Par ailleurs, le Sommet s’est engagé à promouvoir les échanges d’informations et de renseignements entre les services de sécurité habilités de leurs Etats respectifs et à renforcer mutuellement les capacités de leurs forces de défense et de sécurité dans le domaine de la formation du personnel, des exercices conjoints, du renseignement et du respect des règles des droits de l’Homme et du droit international humanitaire.
Plus encore, les Etats de la CEDEAO et de la CEEAC ont convenus de « mettre en œuvre des politiques publiques et des programmes de valorisation des régions affectées par les activités des groupes terroristes, notamment par la création de pôles moteurs de croissance et de développement, générateurs de revenus en faveur de la jeunesse ».
Dans la même lancée et toujours au titre des réponses communes, les chefs d’Etat se sont engagés à soutenir l’investissement public et privé dans tous les secteurs productifs pour une croissance inclusive afin de lutter contre la pauvreté.
Des engagements en attendant des actes
Des engagements donc en attendant des actes et pour mieux s’assurer la mise en œuvre des mesures annoncés, des mécanismes de coordination et de suivi ont été décidés notamment la création d’un comité ministériel ainsi que l’institutionnalisation du Sommet conjoint.
Le Sommet de Lomé a été également l’occasion de plaider pour un appui de la communauté internationale aux efforts des régions dans la résolution de certains conflits et la prise en charge de certains défis comme la situation en Libye, dans le Bassin du Lac Tchad, au Sahel mais aussi en RDC ainsi que les enjeux climatiques et la crise migratoire. Des questions qui ont un air de déjà-vu d’autant qu’elles sont traitées dans d’autres plateformes comme l’UA, ce qui risque de multiplier les interventions et donc de diluer l’efficacité de l’effort pour une réponse commune aux défis qui affectent les deux régions. C’est d’ailleurs l’un des aspects qui laissent assez circonspects certains spécialistes des questions sécuritaires et de développement, celle de la capacité des Etats à honorer leurs engagements.

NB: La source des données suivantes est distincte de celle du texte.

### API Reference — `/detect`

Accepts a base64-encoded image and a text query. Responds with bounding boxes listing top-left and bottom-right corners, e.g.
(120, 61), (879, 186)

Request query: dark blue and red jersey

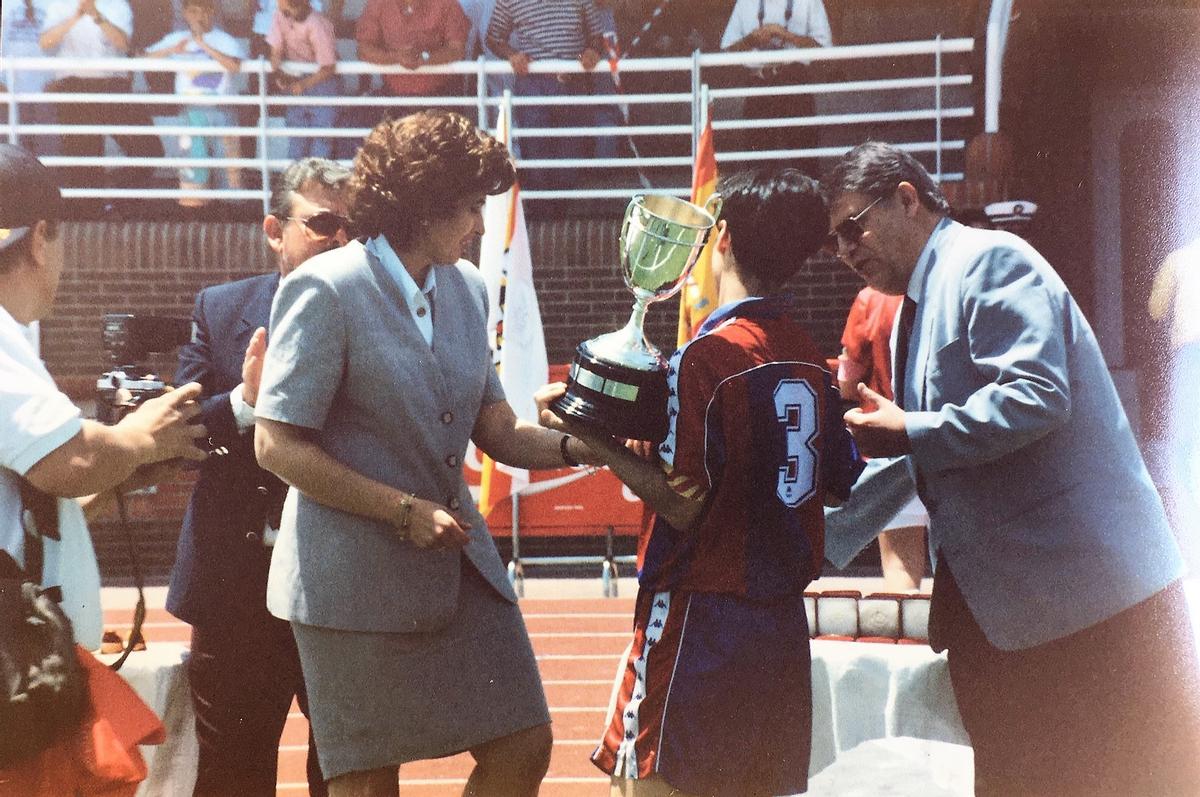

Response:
(639, 295), (862, 598)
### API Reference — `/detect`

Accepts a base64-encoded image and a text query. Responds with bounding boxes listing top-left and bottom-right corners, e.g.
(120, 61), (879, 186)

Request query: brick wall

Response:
(45, 218), (864, 395)
(42, 218), (864, 578)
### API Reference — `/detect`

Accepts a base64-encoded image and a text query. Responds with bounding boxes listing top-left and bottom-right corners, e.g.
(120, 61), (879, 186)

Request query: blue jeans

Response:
(179, 106), (235, 186)
(284, 77), (338, 160)
(513, 73), (590, 189)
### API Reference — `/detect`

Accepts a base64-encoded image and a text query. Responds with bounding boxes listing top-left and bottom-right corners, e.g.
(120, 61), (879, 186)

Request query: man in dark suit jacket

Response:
(167, 157), (351, 797)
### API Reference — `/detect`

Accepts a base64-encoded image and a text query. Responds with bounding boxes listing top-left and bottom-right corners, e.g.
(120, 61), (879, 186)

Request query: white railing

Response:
(1, 37), (974, 209)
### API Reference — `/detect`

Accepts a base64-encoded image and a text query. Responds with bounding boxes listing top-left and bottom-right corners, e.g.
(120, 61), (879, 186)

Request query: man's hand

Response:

Bien que les menaces soient réelles et la mutualisation des efforts comme l’une des alternatives les plus appropriées, l’absence de véritable intégration dans certaines zones et la rivalité entre certains pays malgré la montée des risques, sont de nature à hypothéquer cette ambition commune. L’absence au Sommet de Lomé de certains leaders à l’image de Paul Biyadu Cameroun, Paul Kagamé du Rwanda ou Joseph Kabila de la RDC, en dit long bien que leurs pays aient été dûment représentés.